# **Data Structures**

---

## R Data Types

Last time, we covered the 5 basic data types of the R programming language:
*   character (strings)
*   double (numeric)
*   integer
*   complex
*   logical (boolean, TRUE/FALSE)



## R Data Structures

Data types can be considered the most basic form of data. A collection of data types form what we call a **data structure**.

There are many data structures in R. Data structures we will commonly use in R are:
*  vectors
*  matrices
*  factors (categorical)
*  dataframes
*  lists

## Vectors


### Defined

A vector is a collection of elements that share the same data type. You can create a vector in R using the `c()` function. Think of the letter 'c' in `c()` as combine or concatenate.

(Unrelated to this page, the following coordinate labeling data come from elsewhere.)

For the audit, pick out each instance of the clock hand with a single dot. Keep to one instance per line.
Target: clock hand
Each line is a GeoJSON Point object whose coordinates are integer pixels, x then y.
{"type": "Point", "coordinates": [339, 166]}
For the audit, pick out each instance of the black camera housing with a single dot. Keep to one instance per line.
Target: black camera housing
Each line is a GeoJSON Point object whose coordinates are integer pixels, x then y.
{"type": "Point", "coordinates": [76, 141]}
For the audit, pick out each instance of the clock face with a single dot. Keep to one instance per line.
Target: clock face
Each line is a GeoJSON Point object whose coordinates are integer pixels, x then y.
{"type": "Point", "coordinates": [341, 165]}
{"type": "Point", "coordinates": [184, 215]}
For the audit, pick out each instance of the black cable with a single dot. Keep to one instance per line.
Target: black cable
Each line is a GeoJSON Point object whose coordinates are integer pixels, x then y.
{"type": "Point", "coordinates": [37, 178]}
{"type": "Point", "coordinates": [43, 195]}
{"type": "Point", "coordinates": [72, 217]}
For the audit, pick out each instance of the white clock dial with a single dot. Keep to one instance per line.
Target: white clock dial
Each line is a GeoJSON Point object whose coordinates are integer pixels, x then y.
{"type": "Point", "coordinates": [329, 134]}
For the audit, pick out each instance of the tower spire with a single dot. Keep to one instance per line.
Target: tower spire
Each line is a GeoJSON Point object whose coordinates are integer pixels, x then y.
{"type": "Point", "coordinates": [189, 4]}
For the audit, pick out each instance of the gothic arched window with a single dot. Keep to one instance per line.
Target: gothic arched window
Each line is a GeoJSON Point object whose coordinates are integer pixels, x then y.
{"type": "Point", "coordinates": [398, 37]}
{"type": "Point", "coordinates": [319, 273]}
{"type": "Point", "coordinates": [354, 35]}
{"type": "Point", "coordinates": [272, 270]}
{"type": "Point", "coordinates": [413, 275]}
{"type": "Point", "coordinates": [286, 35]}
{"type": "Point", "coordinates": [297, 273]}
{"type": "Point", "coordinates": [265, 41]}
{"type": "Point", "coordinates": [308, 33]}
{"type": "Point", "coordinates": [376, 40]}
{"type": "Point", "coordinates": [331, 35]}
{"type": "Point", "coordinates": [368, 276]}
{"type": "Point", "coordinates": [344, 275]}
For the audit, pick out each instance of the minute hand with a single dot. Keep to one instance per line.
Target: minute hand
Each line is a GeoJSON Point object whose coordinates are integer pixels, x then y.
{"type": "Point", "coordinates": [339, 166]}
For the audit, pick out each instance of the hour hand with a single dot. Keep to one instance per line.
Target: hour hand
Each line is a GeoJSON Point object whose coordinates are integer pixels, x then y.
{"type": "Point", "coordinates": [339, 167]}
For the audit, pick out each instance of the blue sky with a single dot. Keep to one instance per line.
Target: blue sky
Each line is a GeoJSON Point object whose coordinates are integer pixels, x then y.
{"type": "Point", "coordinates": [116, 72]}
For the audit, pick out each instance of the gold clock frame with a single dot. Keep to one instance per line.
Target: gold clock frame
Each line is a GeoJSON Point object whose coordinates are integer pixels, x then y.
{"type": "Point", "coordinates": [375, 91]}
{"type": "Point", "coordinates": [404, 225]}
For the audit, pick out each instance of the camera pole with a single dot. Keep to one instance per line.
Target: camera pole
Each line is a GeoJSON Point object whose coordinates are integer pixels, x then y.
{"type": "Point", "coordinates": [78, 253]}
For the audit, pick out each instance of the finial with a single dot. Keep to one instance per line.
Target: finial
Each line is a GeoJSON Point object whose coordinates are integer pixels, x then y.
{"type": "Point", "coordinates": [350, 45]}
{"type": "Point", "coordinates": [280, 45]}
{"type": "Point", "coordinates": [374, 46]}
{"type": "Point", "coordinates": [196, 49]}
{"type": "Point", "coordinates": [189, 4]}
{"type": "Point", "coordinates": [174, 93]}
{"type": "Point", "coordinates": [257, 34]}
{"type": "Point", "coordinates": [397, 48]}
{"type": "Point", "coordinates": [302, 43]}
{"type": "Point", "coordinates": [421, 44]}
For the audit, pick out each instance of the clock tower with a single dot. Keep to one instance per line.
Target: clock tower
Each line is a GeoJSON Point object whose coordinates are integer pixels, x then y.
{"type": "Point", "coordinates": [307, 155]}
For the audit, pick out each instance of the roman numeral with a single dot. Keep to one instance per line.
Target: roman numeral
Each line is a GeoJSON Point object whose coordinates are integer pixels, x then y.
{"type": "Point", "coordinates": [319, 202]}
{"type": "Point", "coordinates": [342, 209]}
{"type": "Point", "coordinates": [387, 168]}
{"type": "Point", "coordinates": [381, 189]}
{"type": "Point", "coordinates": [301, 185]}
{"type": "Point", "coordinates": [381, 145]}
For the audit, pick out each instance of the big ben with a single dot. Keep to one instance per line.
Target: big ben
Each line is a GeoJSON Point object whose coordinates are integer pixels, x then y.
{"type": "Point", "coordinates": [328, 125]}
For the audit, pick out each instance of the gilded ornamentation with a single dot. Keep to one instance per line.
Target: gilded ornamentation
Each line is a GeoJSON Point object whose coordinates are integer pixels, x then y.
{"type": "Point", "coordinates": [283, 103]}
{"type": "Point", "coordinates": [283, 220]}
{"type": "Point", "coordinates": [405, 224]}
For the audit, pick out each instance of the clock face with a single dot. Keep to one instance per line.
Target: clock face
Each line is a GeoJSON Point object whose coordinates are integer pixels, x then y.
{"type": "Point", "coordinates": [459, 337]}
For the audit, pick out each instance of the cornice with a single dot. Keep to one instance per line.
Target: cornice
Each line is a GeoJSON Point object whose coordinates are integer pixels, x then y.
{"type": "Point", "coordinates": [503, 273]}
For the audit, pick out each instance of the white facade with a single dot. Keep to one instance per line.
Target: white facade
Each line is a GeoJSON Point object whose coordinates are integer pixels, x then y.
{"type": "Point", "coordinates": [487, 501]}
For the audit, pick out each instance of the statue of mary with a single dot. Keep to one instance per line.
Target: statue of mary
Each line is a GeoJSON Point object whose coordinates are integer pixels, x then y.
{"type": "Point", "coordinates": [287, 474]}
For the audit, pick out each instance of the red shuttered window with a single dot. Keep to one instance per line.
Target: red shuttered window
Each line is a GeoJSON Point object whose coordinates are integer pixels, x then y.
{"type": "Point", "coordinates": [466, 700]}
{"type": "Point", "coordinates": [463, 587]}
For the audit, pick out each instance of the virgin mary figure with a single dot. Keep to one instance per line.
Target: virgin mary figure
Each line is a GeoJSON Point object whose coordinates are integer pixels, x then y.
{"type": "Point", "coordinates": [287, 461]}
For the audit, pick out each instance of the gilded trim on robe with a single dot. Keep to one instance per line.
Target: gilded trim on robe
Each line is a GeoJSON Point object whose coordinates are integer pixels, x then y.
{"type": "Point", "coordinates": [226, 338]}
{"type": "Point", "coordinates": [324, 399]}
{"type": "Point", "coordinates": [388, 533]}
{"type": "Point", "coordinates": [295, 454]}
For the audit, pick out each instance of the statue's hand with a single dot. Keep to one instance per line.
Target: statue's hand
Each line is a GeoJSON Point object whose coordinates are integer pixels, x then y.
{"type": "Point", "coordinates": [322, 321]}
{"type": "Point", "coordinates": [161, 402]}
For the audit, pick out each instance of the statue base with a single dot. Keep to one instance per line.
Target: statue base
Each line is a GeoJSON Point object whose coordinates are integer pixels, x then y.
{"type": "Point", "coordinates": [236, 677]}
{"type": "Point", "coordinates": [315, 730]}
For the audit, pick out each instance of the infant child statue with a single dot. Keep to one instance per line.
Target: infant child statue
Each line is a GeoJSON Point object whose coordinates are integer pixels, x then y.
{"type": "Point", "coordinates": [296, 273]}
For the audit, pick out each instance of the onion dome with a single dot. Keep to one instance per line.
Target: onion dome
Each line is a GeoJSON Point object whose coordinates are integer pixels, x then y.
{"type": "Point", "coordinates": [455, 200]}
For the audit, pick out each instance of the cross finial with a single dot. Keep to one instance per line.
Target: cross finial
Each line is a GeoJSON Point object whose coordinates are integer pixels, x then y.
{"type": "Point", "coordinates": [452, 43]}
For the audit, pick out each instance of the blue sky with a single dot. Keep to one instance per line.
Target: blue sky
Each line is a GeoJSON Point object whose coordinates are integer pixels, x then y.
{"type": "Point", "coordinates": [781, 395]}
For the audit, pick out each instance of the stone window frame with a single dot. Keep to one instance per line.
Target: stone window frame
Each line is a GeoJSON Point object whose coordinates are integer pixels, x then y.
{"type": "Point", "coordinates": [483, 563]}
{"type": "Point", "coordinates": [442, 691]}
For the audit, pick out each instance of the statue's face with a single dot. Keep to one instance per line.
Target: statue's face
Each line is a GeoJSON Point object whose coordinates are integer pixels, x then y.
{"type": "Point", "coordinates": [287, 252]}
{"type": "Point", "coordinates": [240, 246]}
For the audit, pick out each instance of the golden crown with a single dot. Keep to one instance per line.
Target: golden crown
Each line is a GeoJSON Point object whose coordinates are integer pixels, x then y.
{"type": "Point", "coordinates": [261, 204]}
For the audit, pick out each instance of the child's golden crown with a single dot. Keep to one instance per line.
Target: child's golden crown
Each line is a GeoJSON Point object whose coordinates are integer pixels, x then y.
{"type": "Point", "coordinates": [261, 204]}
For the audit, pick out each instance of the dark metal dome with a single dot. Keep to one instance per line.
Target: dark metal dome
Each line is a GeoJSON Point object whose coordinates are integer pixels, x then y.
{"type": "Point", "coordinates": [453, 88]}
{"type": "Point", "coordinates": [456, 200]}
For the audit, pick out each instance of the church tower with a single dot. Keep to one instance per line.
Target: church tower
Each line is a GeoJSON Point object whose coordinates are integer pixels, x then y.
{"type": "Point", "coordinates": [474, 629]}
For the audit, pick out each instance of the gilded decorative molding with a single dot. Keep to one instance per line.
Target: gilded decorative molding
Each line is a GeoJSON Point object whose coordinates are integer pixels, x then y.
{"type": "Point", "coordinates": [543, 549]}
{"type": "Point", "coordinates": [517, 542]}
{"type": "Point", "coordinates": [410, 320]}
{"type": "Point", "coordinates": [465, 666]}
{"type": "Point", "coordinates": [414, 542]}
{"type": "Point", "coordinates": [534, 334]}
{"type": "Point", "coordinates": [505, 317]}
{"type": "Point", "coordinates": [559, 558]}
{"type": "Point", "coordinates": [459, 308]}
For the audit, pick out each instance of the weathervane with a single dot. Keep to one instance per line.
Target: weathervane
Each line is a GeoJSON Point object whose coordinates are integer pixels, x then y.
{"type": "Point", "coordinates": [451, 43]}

The following is a numeric vector comprising a collection of numbers.

In [None]:
# This is a vector of numbers
my_vector <- c(1, 2, 3, 4)
my_vector

Similar to how we use the `typeof()` function to determine the R data type, we can use the `class()` function to determine the type of data structure or class.

In [None]:
# Use class to see the type of data structure
class(my_vector)

In [None]:
# use typeof() to check the data type of elements within the vector
typeof(my_vector)



<br>




The following is a vector comprising a collection of characters strings.

In [None]:
# This is a vector of character strings
my_vector <- c("hi", "hello", "hey there")
my_vector

In [None]:
# Use class() to see the type of data structure
class(my_vector)

In [None]:
# use typeof() to check the data type of elements within the vector
typeof(my_vector)



<br>




Can we mix different data types in a vector? What do you think will happen in the following command?

In [None]:
# creating a vector of the number 1 and the logical TRUE
my_vector <- c(1, TRUE)
my_vector

typeof(my_vector)



<br>




What happens when we combine a number with a string?

In [None]:
# first let's define a vector
my_vector <- c(1, 5)
my_vector

In [None]:
# check the class and data type
class(my_vector)
typeof(my_vector)

In [None]:
# add a character to the end of the vector 
my_vector <- c(my_vector, "hello there!")
my_vector

In [None]:
class(my_vector)
typeof(my_vector)

### Functions of Vectors

R has several built-in functions that will calculate metrics for us.

In [None]:
# define a vector
my_vector <- 1:5
my_vector

In [None]:
# length of my_vector
length(my_vector)

In [None]:
# sum of a vector
sum(my_vector)

In [None]:
# mean of my_vector
mean(my_vector)

sum(my_vector) / length(my_vector)

In [None]:
# variance
var(my_vector)



<br>




### Operations on Vectors

Operations are vectorized in R. This makes math very easy!

In [None]:
# create a vector from 1:100
my_vector <- 1:100
my_vector

In [None]:
# add 200 to each element
my_vector + 200



<br>




What if we divide by 0?

In [None]:
my_vector / -0



<br>




We can add two vectors element by element.

In [None]:
# define two vectors
x <- 1:5
y <- 6:10

x
y

In [None]:
# add two vectors
x + y



<br>




This is where things get a little weird. What do you think happens in the following code cell?

In [None]:
x <- 1:5
y <- 1:10

x
y

In [None]:
x + y

length(x + y)



<br>




What if we set `y <- 1:11`?

In [None]:
x <- 1:5
y <- 1:11

x
y

In [None]:
# add vectors
x + y

In [None]:
length(x + y)



<br>




## Matrices

A matrix is a rectangular array of numbers. You may also think of matrices as vectors that are combined by row or column.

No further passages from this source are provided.